1) The Name of the Star, Maureen Johnson: The first in a series about ghost hunters in modern-day London. An American girl named Rory moves to England to attend a boarding school and gets involved in a mystery involving a contemporary Jack the Ripper. The book blends a little bit of Victorian London into the modern-day city, and I like Rory’s tenacity. This is different than anything else I’ve read by Maureen Johnson, and I’m eager to read the sequel!
2) Zone One, Colson Whitehead: literary fiction/zombie novel. I wished it could have been better. Here’s my review on Goodreads.
3) Just One Year, Gayle Forman. A companion novel to a book I read last year. Features world travel and Shakespearian plays and fate and romance. A nice, light read.
4) The Madness Underneath, Maureen Johnson. The sequel to The Name of the Star featured a plot twist at the end that broke my heart. And now I have to wait who knows how long for another book to be published. Again, this is why I should always wait until a series is finished to read the books. Will I ever learn?!?
5) Eleanor & Park, Rainbow Rowell. What can I say about this book that hasn’t already been said? Trust me, it lives up to the hype!
6) Bimbos of the Death Sun, Sharyn McCrumb. My friend Shea (who used to be referred to as “my thesis advisor”) recommended this. McCrumb is an Appalachian writer, and this book is a fun, quirky novel about a murder at a sci-fi convention. It took me a few chapters to get involved, but once I finally did, I had a great time picking out the geek references and trying to figure out which sci-fi nerd actually did the deed. I’ll be reading the sequel, called Zombies of the Gene Pool, soon!

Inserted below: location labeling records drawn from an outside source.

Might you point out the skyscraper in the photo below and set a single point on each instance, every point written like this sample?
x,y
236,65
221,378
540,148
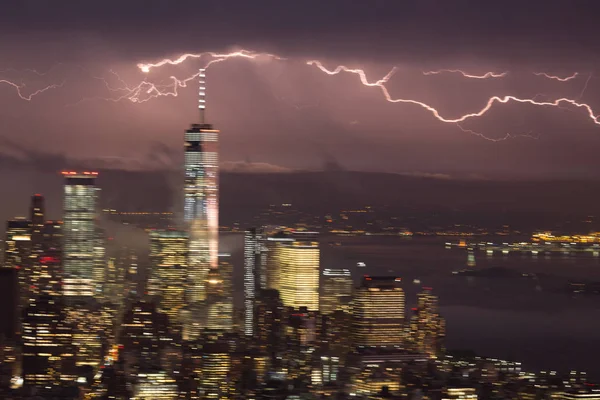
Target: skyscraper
x,y
79,238
168,262
378,312
48,351
201,201
336,290
254,277
299,280
427,327
273,246
37,220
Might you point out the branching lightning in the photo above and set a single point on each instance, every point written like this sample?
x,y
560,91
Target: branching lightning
x,y
491,101
147,90
487,75
19,87
558,78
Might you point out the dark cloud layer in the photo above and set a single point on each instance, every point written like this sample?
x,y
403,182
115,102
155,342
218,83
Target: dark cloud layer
x,y
293,116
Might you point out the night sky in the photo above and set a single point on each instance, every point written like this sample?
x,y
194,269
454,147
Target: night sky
x,y
282,115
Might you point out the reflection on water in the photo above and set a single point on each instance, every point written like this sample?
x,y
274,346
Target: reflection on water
x,y
504,314
520,310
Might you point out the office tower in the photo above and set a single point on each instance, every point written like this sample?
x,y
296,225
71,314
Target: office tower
x,y
214,368
79,235
155,385
299,279
52,238
48,351
254,276
99,271
168,263
269,314
9,298
219,306
17,255
378,312
273,246
142,334
373,381
427,327
88,333
464,393
336,290
37,221
201,199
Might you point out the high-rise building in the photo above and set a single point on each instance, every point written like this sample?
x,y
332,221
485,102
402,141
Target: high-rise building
x,y
80,234
17,255
299,277
378,312
427,327
9,298
201,202
269,314
48,351
37,220
143,333
168,263
155,385
254,276
336,290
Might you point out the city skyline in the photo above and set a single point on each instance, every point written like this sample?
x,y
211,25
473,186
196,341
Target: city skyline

1) I finished The Knife of Never Letting Go for the fifth time and still found myself tearing up (though not full-out crying) during the final chapters. This is such a beautiful, wonderful book, and I don’t know how many more years it will take until everyone I know reads it.
2) Insurgent, Veronica Roth! FINALLY! I borrowed it from a friend and read it quickly, of course. I found Tris to be a bit annoying at times because I hated the choices she was making, but I also felt like the ending redeemed much of that. I’ve read some reviews that people thought the ending was too predictable, and it’s true that I did figure out what was going on earlier. However, even books with “predictable” endings can be well-written because it’s often more about how the writer gets to that ending rather than what’s there when we arrive. I have Allegiant in my stack of books to read, but first I want to read the short stories about Tobias that Roth has published and then I’ll finish out the series.